The report said there was “no tangible evidence” of a “Brexit effect” in either macro indicators or ad budgeting decisions, though it did agree with the Bank of England’s assessment that some businesses are beginning to delay investment projects and postpone investment decisions.
Digital: “High but moderating”
In other macro trends, the report said digital growth remained “high but moderating” – from 18% in 2015, to 14% in 2016 and 12% in the first forecast for 2017. It said China noted the first signs of diminishing returns as digital surpasses 50% of that country’s measured media investment.
Globally, digital accounted for 28% of overall advertising expenditures, and is expected to rise to 31% by 2016 and reach one-third of all ad expenditures by 2017. GroupM said a “rapid rise” in programmatic investment was a driving factor.
The report said traditional TV’s share of the global ad market “continues to hold up well,” losing approximately 1% a year since peaking at 43% between 2010-2014. Elsewhere, newspapers and magazines are expected to shed another 2% this year to command approximately 17% of worldwide ad expenditures.
“This metronomic rhythm of decline stretches back over 10 years and becomes progressively harder to arrest as reach falls, advertisers depart and those that remain become more occasional,” said the report.
U.S. takes over from China as global growth leader
GroupM said the U.S. would overtake China as the leading contributor of ad growth in 2016, marking the first time since 2007 the world’s most populous country has not been the worldwide leader. The report said the two countries would contest the race “closely” for the foreseeable future.
India on track to become a $10 billion-dollar ad market
The report said the combination of stable finances, sustained urban demand and important reforms meant India is the fastest-growing larger ad economy, at a forecast annual rate of 14-15%.
The report said India’s current trajectory, put it on track to become the world’s 10th US$10 billion advertising market by 2018, with the TV advertising market (US$305 billion) roughly three times as large as the digital ad market (US$100.4 billion).
Canada
GroupM said Canadian advertising revenues would rise 0.8% to C$12.9 billion this year, increasing a further 1.3% to $13.03 billion in 2017.
Much of the growth is being driven by digital, which continues to beat forecasts, growing 11% in 2016 and a further 10% in 2017 to US$5.6 billion, controlling 39.5% of the market.
According to GroupM, the market is seeing “huge growth” in various digital components including programmatic, online video, social media and mobile.
Elsewhere, the report said Corus Entertainment’s $2.65 billion acquisition of Shaw Media gives the company a 32% share of Canada’s 25-54 TV audience, closing in on Bell Media’s 35% share. The report said the scale of Bell and Corus might encourage further consolidation in the broadcast space.

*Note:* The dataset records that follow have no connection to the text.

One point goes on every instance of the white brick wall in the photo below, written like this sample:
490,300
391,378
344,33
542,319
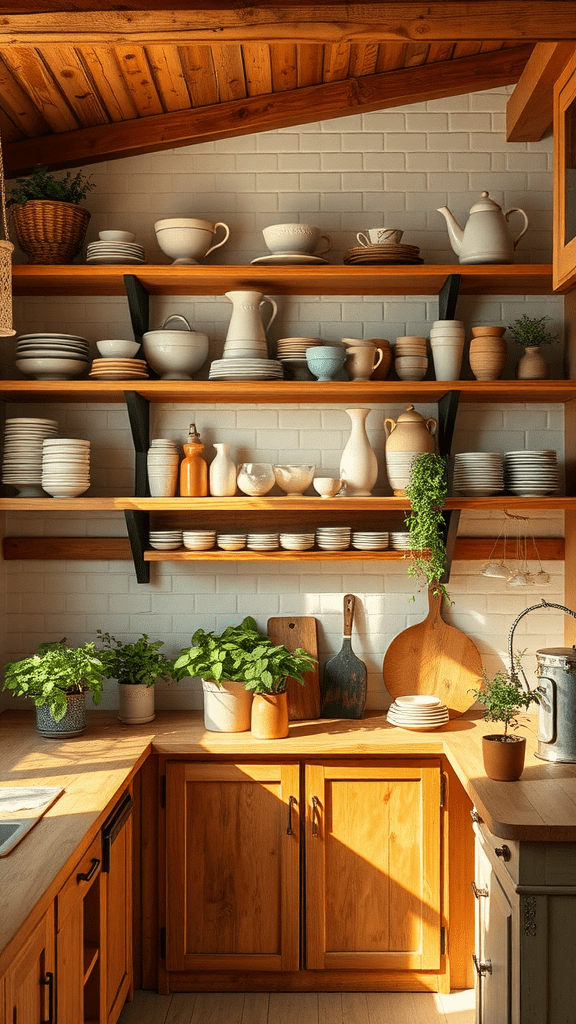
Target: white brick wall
393,167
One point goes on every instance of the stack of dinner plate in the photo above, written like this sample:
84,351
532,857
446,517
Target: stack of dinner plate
66,466
419,712
531,473
479,473
333,538
22,460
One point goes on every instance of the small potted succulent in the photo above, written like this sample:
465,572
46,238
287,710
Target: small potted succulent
244,678
531,333
49,223
504,698
136,667
57,679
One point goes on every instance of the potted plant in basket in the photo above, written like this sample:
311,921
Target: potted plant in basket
504,698
49,223
237,667
57,679
136,667
531,334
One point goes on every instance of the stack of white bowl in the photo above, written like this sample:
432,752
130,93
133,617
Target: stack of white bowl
419,712
411,358
333,538
66,466
163,466
199,540
165,540
296,542
22,461
447,341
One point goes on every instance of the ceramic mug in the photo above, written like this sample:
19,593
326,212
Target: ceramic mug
377,236
362,360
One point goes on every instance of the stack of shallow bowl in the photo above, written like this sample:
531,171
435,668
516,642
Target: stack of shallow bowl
66,466
420,712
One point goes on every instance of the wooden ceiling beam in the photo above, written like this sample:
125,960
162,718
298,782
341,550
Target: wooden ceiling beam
39,22
529,111
258,114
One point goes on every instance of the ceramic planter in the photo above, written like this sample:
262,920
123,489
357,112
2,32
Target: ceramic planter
503,760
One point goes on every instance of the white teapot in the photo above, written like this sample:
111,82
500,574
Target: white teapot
486,239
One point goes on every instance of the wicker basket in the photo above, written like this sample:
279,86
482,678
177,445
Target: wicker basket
49,231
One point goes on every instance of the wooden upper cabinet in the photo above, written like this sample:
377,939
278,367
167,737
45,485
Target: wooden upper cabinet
564,278
372,856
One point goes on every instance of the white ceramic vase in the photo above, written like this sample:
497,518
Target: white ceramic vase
359,466
222,472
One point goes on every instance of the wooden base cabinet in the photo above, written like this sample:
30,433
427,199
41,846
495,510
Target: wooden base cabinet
355,888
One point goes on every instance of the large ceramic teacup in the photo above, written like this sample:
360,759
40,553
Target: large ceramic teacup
294,240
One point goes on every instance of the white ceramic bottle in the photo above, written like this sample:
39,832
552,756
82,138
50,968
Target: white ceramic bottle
222,472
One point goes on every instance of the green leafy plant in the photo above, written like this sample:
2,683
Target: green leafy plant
141,662
504,697
530,332
427,489
43,184
241,653
54,672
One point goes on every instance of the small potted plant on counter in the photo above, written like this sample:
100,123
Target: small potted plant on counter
49,223
504,698
57,679
136,667
235,666
531,334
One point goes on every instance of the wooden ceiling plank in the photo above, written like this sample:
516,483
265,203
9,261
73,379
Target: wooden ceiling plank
265,113
529,111
168,76
33,75
257,69
336,23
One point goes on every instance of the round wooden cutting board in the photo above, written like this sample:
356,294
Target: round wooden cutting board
434,657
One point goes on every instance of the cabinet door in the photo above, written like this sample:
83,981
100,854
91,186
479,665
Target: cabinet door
30,981
372,865
232,866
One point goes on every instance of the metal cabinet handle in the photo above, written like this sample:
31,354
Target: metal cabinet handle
87,876
291,803
482,967
316,805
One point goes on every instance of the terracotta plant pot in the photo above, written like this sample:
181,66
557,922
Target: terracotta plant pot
503,757
270,716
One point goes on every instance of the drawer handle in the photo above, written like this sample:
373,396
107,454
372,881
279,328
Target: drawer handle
482,967
87,876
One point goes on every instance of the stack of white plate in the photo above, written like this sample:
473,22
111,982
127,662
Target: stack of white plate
262,542
22,461
199,540
296,542
479,473
419,712
245,370
333,538
531,473
165,540
51,356
370,540
66,466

It said the TV industry had begun taking the required action to “future-proof” the medium and lock in advertising, saying the December rebrand of the Television Bureau of Canada to ThinkTV has produced “an immediate and noticeable change” in how the industry communicates to advertisers.

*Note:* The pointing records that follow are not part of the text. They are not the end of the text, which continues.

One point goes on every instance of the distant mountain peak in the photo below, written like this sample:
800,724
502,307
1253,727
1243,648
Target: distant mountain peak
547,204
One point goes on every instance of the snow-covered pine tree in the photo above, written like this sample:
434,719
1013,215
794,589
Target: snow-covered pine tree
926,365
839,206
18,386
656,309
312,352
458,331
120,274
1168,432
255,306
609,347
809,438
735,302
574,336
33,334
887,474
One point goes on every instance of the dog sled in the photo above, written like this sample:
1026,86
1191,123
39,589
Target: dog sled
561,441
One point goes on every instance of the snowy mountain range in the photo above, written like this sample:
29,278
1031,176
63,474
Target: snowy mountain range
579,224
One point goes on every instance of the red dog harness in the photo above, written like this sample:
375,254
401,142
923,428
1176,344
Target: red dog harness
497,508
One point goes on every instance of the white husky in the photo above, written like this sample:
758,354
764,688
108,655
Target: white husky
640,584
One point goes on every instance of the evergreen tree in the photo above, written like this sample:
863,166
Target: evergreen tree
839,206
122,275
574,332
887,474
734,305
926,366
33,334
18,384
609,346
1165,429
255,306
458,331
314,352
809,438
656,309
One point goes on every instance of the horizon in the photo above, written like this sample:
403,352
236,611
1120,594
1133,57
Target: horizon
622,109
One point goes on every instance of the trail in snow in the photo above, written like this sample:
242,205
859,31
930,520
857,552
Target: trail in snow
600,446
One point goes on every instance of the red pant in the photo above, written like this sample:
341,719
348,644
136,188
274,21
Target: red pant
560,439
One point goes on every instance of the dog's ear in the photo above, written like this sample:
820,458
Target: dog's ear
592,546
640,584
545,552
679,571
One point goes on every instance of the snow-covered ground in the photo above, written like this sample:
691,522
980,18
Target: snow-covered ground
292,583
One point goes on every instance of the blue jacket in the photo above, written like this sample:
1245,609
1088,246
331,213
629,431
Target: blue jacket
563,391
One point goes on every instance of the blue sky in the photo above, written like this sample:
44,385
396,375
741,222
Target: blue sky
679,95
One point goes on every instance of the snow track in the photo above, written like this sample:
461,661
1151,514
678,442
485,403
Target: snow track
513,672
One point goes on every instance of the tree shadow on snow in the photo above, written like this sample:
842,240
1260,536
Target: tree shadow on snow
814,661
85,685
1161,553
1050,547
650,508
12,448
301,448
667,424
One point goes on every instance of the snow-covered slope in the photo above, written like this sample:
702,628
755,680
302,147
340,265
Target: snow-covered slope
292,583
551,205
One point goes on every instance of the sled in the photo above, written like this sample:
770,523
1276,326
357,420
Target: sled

The report also noted the industry is mirroring advances elsewhere around the world in “future TV” with both Bell and Rogers Media signing programmatic partnerships with Videology and Corus with Visible World.
All three broadcast groups are expected to offerprogrammatic TV transactions beginning in the fourth quarter, with GroupM predicting as much as 10% of inventory – by audience, not minutes – could be purchased this way in the short-term.

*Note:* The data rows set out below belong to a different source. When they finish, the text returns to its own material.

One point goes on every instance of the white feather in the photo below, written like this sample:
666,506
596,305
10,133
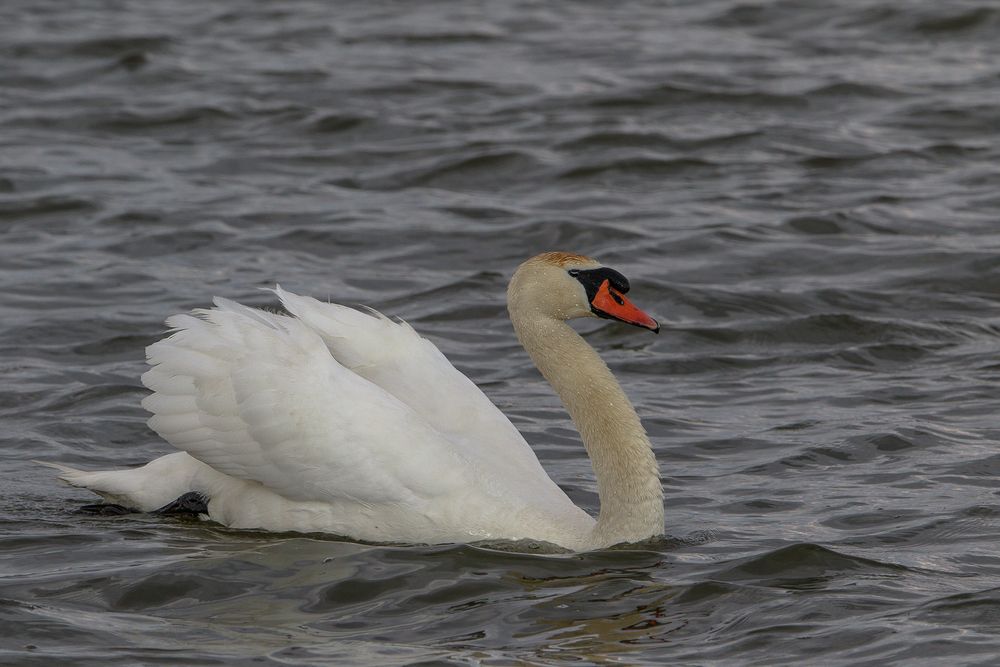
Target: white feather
333,420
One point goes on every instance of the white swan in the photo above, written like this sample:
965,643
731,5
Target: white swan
333,420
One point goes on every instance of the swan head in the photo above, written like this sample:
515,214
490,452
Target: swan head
567,286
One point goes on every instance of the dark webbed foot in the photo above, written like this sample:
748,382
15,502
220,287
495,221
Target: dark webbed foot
104,509
189,503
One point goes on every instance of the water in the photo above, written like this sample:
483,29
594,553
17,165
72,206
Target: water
805,193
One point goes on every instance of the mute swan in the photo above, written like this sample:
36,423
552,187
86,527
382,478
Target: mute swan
334,420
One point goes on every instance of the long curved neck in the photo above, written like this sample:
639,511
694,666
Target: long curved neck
628,478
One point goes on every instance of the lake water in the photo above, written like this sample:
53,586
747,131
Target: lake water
805,194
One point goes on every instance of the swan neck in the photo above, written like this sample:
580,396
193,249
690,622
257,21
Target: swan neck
628,479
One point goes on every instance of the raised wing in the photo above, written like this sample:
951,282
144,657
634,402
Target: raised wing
396,358
258,396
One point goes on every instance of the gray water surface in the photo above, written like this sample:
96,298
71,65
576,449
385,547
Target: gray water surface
805,193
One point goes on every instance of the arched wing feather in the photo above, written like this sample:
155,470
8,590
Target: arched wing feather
259,397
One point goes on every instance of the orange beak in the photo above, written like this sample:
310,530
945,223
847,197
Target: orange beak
610,303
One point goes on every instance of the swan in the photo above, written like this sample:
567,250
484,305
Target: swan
335,420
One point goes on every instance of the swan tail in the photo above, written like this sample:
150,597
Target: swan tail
146,488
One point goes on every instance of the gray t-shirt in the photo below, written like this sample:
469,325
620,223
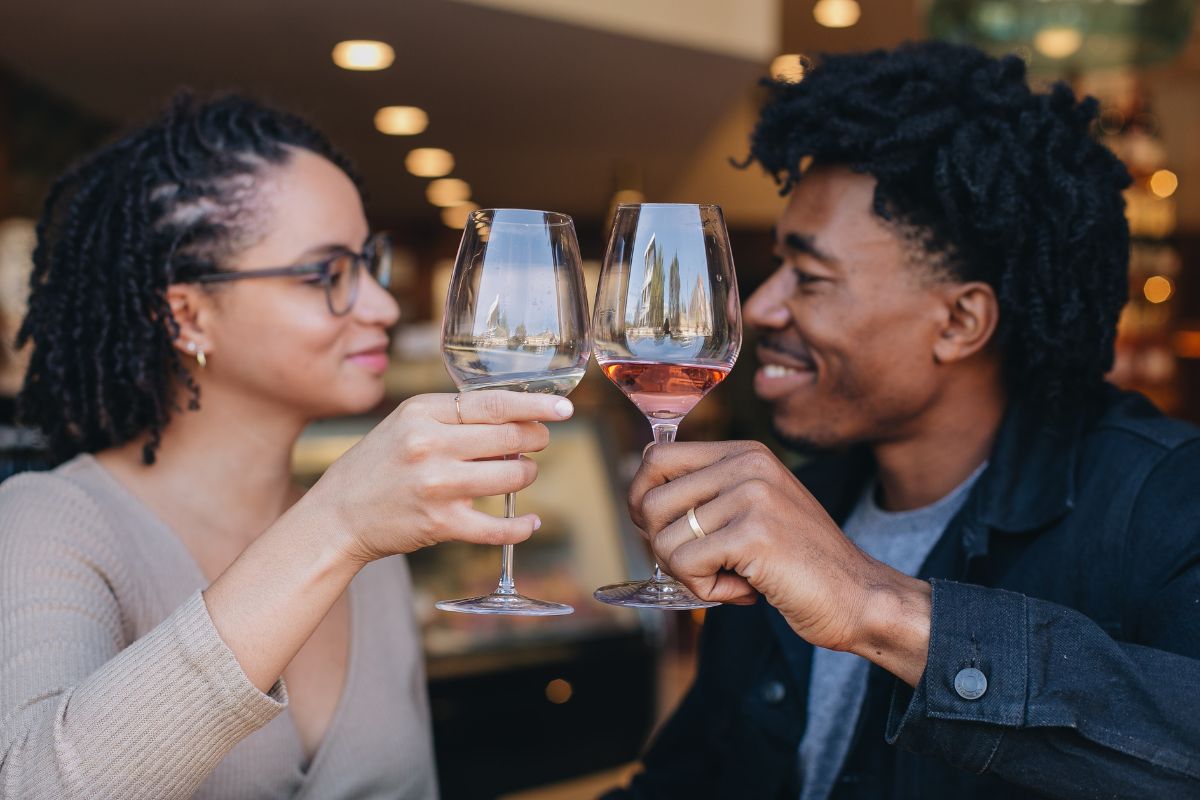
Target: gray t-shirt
838,685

TV is projected to attract US$3.19 billion in advertising this year, declining slightly to US$3.13 in 2017.
The report also noted the declines in print advertising were increasing rather than stabilizing, with newspaper revenues falling from $2.1 billion in 2015 to a projected $1.5 billion in 2017. Magazine advertising, meanwhile, is expected to fall to $541 million in 2017 from $668 million in 2015.
Elsewhere, the report said commercial radio continued to be a “robust” business, with revenues growing 3% to US$1.63 billion in 2016 and a further 2% to $1.68 billion in 2017.
“Reinvigorated” by the combination of digital technology, sales innovation and its strong links to mobile, out-of-home is expected to grow 2% to US$542 million in 2017, while cinema is “successfully monetizing strong admissions” to produce growth of 2% and 2.3% in 2016 and 2017 respectively.